Nachdem die private Verschuldung in den asiatischen Emerging Markets massiv zugenommen hat bahnt sich nun eine Trendwende an, die die westlichen Exporteure schwer treffen wird und sogar zu einer neuen Asienkrise eskalierten könnte

Seit sich die Anzeichen verdichten, dass China auf ein Phase mit schwächerem Wachstum zusteuert und aus den USA erste Andeutungen kommen, die superlockere Geldpolitik werde ein wenig gestrafft, verlagern internationale Investoren ihre Gelder mit zunehmender Dynamik aus den "aufstrebenden Volkswirtschaften" ("Emerging Markets") insbesondere Asiens zurück in die entwickelten Märkte. So flossen laut Bloomberg Investoren heuer zwar 155,6 Milliarden Dollar in börsennotierte Aktienfonds, die in den westlichen Industriestaaten investieren, aus asiatischen EM-Fonds wurden hingegen 7,6 Milliarden Dollar abgezogen.

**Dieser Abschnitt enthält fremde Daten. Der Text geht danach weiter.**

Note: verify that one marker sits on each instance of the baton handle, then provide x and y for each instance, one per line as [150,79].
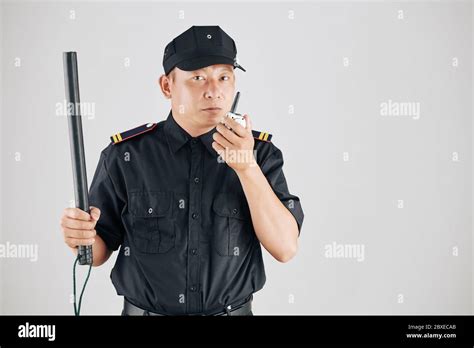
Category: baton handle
[76,143]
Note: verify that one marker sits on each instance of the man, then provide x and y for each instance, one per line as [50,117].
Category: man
[191,199]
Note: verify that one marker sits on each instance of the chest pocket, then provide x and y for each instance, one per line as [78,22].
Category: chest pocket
[153,224]
[233,229]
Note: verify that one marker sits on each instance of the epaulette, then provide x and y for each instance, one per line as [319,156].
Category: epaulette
[119,137]
[262,136]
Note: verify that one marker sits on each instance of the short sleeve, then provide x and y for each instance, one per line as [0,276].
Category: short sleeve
[272,168]
[102,194]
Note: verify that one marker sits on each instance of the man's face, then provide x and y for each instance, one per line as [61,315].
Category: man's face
[203,96]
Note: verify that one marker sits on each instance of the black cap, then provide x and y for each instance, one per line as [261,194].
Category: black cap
[198,47]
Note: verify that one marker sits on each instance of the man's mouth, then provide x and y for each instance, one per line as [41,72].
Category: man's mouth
[214,108]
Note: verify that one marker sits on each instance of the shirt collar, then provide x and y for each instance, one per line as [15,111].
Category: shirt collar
[177,136]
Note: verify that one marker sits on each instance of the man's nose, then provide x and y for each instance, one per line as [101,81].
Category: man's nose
[213,90]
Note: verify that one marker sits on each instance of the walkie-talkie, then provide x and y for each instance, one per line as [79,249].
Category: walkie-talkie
[235,116]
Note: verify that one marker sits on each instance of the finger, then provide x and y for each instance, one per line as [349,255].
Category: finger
[237,128]
[78,224]
[95,213]
[227,133]
[74,242]
[76,213]
[79,234]
[219,149]
[221,140]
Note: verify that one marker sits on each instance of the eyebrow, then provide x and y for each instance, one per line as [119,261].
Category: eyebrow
[225,68]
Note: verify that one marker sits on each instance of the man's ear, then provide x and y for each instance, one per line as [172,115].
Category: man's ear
[165,86]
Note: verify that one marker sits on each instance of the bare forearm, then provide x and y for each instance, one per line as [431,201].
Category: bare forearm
[274,225]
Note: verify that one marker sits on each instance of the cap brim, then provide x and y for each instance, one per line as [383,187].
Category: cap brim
[202,62]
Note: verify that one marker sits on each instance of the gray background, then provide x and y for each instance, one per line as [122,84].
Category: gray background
[290,62]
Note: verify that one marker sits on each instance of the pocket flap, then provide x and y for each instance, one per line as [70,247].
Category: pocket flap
[231,205]
[149,203]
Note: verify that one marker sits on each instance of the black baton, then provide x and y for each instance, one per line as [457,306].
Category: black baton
[76,142]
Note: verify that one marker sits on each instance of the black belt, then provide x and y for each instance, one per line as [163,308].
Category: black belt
[242,308]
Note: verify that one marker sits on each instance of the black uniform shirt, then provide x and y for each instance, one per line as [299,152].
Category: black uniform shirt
[181,218]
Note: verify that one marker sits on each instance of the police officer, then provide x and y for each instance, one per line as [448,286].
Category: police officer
[190,200]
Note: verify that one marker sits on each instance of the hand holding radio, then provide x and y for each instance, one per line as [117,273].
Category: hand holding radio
[234,140]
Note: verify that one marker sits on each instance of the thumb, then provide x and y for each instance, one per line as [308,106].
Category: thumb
[95,213]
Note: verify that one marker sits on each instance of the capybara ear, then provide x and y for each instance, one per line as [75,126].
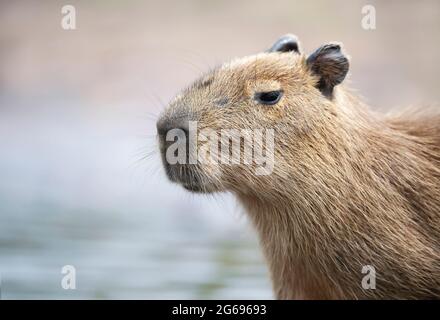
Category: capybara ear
[286,43]
[330,64]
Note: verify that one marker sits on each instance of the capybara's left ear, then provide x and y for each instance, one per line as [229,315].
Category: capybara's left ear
[286,43]
[330,64]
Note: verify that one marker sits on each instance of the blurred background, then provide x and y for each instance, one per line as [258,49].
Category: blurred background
[81,181]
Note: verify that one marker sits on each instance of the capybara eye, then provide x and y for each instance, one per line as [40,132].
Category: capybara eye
[269,97]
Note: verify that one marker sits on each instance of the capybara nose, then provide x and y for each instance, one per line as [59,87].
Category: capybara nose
[166,124]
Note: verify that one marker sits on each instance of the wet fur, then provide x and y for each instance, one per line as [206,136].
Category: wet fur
[350,187]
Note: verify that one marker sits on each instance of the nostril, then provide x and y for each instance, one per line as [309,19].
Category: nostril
[165,125]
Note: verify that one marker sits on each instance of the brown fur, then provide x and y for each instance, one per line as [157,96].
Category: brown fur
[349,187]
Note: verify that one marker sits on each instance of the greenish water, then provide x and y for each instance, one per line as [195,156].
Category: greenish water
[69,195]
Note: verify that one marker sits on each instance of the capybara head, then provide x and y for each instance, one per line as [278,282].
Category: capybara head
[242,126]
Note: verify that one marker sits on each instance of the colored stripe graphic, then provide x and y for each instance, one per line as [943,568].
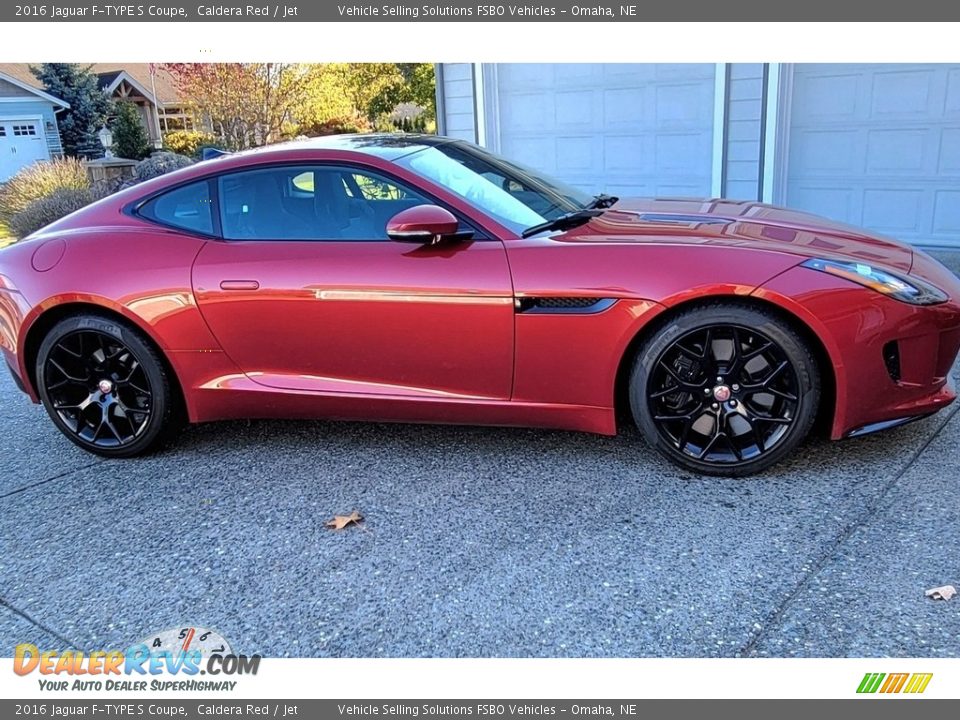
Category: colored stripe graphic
[918,682]
[894,683]
[870,682]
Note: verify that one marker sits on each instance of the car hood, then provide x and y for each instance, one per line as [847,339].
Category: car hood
[730,222]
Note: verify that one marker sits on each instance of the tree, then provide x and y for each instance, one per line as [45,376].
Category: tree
[246,104]
[130,139]
[89,106]
[338,91]
[412,83]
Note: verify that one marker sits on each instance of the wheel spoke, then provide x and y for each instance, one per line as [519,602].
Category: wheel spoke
[102,419]
[767,396]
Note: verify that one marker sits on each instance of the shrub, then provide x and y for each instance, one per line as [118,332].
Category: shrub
[188,142]
[160,163]
[39,181]
[130,139]
[45,210]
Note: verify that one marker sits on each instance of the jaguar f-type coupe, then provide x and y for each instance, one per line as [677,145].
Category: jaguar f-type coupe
[423,279]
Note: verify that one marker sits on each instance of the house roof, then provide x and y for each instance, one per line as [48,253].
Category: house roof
[109,73]
[34,88]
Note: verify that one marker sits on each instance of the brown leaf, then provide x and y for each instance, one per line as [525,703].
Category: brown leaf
[339,522]
[942,593]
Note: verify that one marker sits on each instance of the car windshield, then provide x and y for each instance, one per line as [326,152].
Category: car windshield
[514,196]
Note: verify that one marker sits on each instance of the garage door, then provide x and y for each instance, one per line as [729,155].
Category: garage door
[21,143]
[878,146]
[623,129]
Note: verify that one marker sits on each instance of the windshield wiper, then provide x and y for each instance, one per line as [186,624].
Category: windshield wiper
[563,222]
[601,201]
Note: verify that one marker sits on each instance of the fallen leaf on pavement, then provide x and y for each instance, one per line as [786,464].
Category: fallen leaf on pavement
[339,522]
[942,593]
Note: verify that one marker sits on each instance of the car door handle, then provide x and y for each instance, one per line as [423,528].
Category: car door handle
[239,285]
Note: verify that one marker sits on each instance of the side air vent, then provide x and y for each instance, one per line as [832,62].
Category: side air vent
[891,358]
[564,305]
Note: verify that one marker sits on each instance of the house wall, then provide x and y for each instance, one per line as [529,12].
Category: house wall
[459,112]
[744,117]
[8,89]
[33,106]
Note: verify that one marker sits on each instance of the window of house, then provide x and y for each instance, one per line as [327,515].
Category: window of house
[187,207]
[311,203]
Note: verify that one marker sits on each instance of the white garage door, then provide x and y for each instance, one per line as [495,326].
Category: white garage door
[878,146]
[623,129]
[21,143]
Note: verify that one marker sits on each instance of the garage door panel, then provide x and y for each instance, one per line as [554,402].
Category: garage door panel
[575,110]
[575,155]
[827,96]
[878,146]
[824,152]
[624,108]
[646,123]
[946,213]
[894,211]
[953,93]
[899,151]
[902,93]
[835,202]
[949,156]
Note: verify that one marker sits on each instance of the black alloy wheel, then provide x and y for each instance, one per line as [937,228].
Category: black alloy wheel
[104,386]
[725,390]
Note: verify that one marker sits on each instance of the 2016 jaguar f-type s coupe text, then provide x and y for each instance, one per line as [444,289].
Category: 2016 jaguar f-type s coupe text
[420,279]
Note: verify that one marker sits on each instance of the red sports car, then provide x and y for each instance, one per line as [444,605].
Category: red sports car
[422,279]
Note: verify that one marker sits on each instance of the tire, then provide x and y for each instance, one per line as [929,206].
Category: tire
[106,387]
[725,389]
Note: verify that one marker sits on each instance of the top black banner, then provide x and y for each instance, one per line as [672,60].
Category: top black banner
[453,10]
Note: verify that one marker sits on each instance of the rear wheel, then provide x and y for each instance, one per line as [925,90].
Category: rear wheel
[105,386]
[725,389]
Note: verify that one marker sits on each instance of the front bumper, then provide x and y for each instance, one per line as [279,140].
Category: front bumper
[861,329]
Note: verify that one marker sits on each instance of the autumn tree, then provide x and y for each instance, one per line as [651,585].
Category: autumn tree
[246,104]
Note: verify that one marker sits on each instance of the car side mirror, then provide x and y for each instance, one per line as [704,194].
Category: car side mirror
[426,225]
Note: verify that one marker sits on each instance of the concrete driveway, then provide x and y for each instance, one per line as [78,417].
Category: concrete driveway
[478,542]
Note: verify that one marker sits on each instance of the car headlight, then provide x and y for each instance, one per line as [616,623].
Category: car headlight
[913,290]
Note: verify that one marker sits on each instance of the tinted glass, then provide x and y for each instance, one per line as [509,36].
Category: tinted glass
[515,196]
[187,207]
[310,203]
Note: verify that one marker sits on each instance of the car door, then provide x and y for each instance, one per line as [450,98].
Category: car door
[306,291]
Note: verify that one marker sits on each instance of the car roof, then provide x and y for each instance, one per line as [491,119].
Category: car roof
[388,146]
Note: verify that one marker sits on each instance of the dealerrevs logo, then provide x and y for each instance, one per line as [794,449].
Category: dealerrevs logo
[185,653]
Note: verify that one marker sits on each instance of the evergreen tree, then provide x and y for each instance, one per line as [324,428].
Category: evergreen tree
[89,106]
[130,139]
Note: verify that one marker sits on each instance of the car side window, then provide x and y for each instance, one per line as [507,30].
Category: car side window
[311,203]
[187,207]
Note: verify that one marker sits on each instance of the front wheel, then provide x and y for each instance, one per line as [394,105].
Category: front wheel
[105,386]
[725,389]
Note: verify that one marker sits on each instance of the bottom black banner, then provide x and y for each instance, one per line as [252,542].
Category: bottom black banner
[874,708]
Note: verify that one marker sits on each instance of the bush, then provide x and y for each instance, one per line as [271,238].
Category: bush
[160,163]
[38,181]
[45,210]
[188,142]
[130,139]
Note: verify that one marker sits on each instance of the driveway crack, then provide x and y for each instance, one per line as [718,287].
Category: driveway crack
[774,619]
[50,479]
[36,623]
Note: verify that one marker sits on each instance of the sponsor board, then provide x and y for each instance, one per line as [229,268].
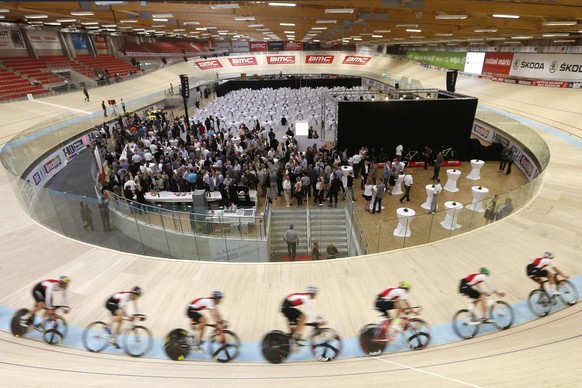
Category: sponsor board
[258,46]
[280,59]
[243,61]
[356,60]
[319,59]
[208,64]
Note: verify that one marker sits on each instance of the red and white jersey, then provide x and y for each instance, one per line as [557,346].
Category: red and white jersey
[477,279]
[203,304]
[50,286]
[394,294]
[122,299]
[543,262]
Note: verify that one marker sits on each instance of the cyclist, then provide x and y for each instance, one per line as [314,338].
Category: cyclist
[471,286]
[43,293]
[294,315]
[198,321]
[543,267]
[117,305]
[392,299]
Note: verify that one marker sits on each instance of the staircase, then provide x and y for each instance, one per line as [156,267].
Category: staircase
[328,226]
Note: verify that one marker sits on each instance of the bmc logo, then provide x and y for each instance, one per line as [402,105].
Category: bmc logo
[319,59]
[243,61]
[208,64]
[355,60]
[258,46]
[281,59]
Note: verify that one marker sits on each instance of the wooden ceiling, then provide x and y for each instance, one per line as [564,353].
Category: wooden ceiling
[371,21]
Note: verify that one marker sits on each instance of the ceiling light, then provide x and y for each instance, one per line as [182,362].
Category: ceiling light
[224,6]
[339,10]
[82,13]
[282,4]
[504,16]
[561,23]
[451,17]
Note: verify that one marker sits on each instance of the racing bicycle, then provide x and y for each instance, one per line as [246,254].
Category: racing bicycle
[466,322]
[136,340]
[223,345]
[540,301]
[325,344]
[415,332]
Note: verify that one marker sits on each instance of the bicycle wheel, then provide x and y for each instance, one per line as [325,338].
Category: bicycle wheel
[418,340]
[326,344]
[502,314]
[539,303]
[464,325]
[176,344]
[368,345]
[137,341]
[58,323]
[276,347]
[224,348]
[15,327]
[568,293]
[95,337]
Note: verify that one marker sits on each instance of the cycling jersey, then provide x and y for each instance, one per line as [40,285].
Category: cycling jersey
[43,292]
[394,294]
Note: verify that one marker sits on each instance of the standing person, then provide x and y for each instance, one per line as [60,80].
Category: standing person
[86,216]
[399,150]
[104,211]
[491,209]
[292,240]
[104,108]
[435,196]
[380,190]
[408,182]
[315,253]
[287,191]
[438,162]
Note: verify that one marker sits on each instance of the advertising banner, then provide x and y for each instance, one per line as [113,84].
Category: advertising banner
[547,66]
[356,60]
[293,45]
[497,63]
[100,42]
[208,64]
[11,39]
[276,46]
[281,59]
[319,59]
[258,46]
[243,61]
[44,40]
[447,60]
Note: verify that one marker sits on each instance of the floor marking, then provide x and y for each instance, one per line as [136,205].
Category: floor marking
[62,106]
[429,373]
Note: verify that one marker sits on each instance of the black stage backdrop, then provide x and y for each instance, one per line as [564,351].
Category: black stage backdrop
[382,125]
[291,82]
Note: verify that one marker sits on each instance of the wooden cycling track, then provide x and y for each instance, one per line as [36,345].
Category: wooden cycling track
[539,353]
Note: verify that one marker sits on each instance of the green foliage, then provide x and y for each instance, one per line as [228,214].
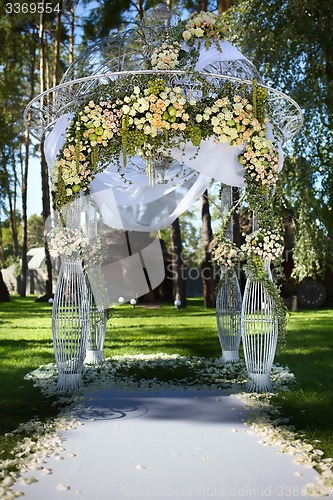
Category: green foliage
[309,252]
[35,231]
[291,43]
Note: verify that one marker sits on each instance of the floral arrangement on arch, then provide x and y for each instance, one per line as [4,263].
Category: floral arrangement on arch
[226,253]
[263,243]
[156,112]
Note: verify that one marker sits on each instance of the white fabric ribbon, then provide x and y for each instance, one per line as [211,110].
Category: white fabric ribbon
[142,206]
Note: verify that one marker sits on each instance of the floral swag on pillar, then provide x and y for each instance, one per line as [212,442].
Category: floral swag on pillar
[141,123]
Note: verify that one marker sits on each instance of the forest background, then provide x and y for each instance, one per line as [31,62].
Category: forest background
[289,41]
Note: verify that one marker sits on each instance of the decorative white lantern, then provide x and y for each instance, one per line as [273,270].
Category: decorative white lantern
[229,297]
[70,324]
[228,314]
[259,327]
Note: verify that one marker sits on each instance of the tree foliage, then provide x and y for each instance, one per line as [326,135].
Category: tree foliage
[291,43]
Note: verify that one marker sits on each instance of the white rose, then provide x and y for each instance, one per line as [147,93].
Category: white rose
[199,32]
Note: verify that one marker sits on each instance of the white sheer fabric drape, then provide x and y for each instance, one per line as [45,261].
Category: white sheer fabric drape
[138,205]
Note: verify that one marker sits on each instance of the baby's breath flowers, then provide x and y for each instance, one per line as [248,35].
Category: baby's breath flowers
[232,121]
[226,253]
[67,242]
[166,56]
[94,126]
[263,243]
[148,112]
[204,26]
[261,161]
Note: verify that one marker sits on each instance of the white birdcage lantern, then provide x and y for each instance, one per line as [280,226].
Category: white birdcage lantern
[70,323]
[259,326]
[229,297]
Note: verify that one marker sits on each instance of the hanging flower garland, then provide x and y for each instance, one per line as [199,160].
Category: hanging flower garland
[139,116]
[67,242]
[204,26]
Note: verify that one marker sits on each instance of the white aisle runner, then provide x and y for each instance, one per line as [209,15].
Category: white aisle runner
[167,444]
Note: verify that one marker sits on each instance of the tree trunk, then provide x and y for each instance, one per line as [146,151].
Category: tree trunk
[4,294]
[46,210]
[179,283]
[207,268]
[57,47]
[223,5]
[72,32]
[24,188]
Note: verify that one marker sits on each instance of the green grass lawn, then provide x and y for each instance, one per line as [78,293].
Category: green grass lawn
[26,343]
[309,354]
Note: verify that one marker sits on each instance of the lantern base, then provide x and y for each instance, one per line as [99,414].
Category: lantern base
[93,357]
[229,357]
[258,382]
[68,382]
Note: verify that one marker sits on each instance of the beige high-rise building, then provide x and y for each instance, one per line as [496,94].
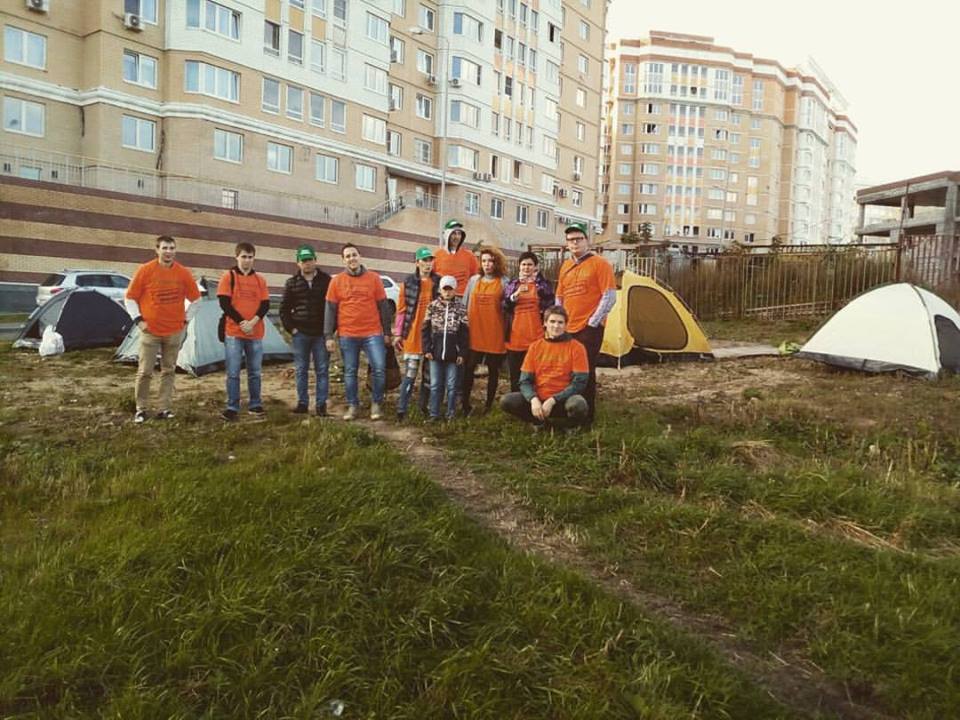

Die meisten Analysten sind sich mittlerweile einig, dass die entwickelten Märkte mittlerweile bessere Chancen bieten als die bis vor kurzem noch boomenden asiatischen Märkte, was nun offenbar das internationale Kapital in Bewegung setzt. So verlor der Asien-Aktienindex MSCI Asia Pacific in den letzten drei Monaten neun Prozent, während der markbreite US-Index S&P 500 nur 1,2 Prozent und der Stoxx Europe 600 nur 2,4 Prozent abgaben. Allein in der letzten Woche rutschte der indische Aktienmarkt um fünf Prozent ab, in Thailand waren es sechs Prozent, während der indonesische Aktienmarkt sogar zehn Prozent abgab. Gleichzeitig haben in den letzten drei Monaten so gut wie alle asiatischen Währungen (außer dem chinesischen Yuan und dem japanischen Yen) gegenüber dem Euro zehn oder mehr Prozent verloren, wobei offenbar noch kein Ende abzusehen ist.

3.900 Milliarden Dollars in die Emerging Markets geflossen

Nachdem in den letzten vier Jahren 3.900 Milliarden Dollar an internationalen Geldern in die Emerging Markets geflossen sind und die asiatischen Notenbanken (ohne China und Japan!) seit 2009 laut Citigroup rund 900 Milliarden Dollar an Währungsreserven angehäuft und dafür das Äquivalent in einheimischer Währung in Umlauf gebracht haben, zeigen sich mittlerweile die üblichen Folgen des billigen Geldes.

So kam es in den letzten vier Jahren zu einem erheblichen Anstiegs der öffentlichen und besonders der privaten Verschuldung, die mit teilweise dramatischen Immobilien-Preissteigerungen verbunden waren, die in Hong Kong, Singapur und Südkorea bereits zu deutlich sichtbaren Immobilienblasen geführt haben. Gleichzeitig stiegen die Einzelhandelsumsätze in Emerging Asia zwischen 2008 und 2012 jährlich im Schnitt um 8,8 Prozent, was die Exporteure aus den USA, Japans und der Eurozone darüber hinweggeholfen hat, dass die Zuwächse hier im Schnitt nur bei 0,9 Prozent gelegen hatten.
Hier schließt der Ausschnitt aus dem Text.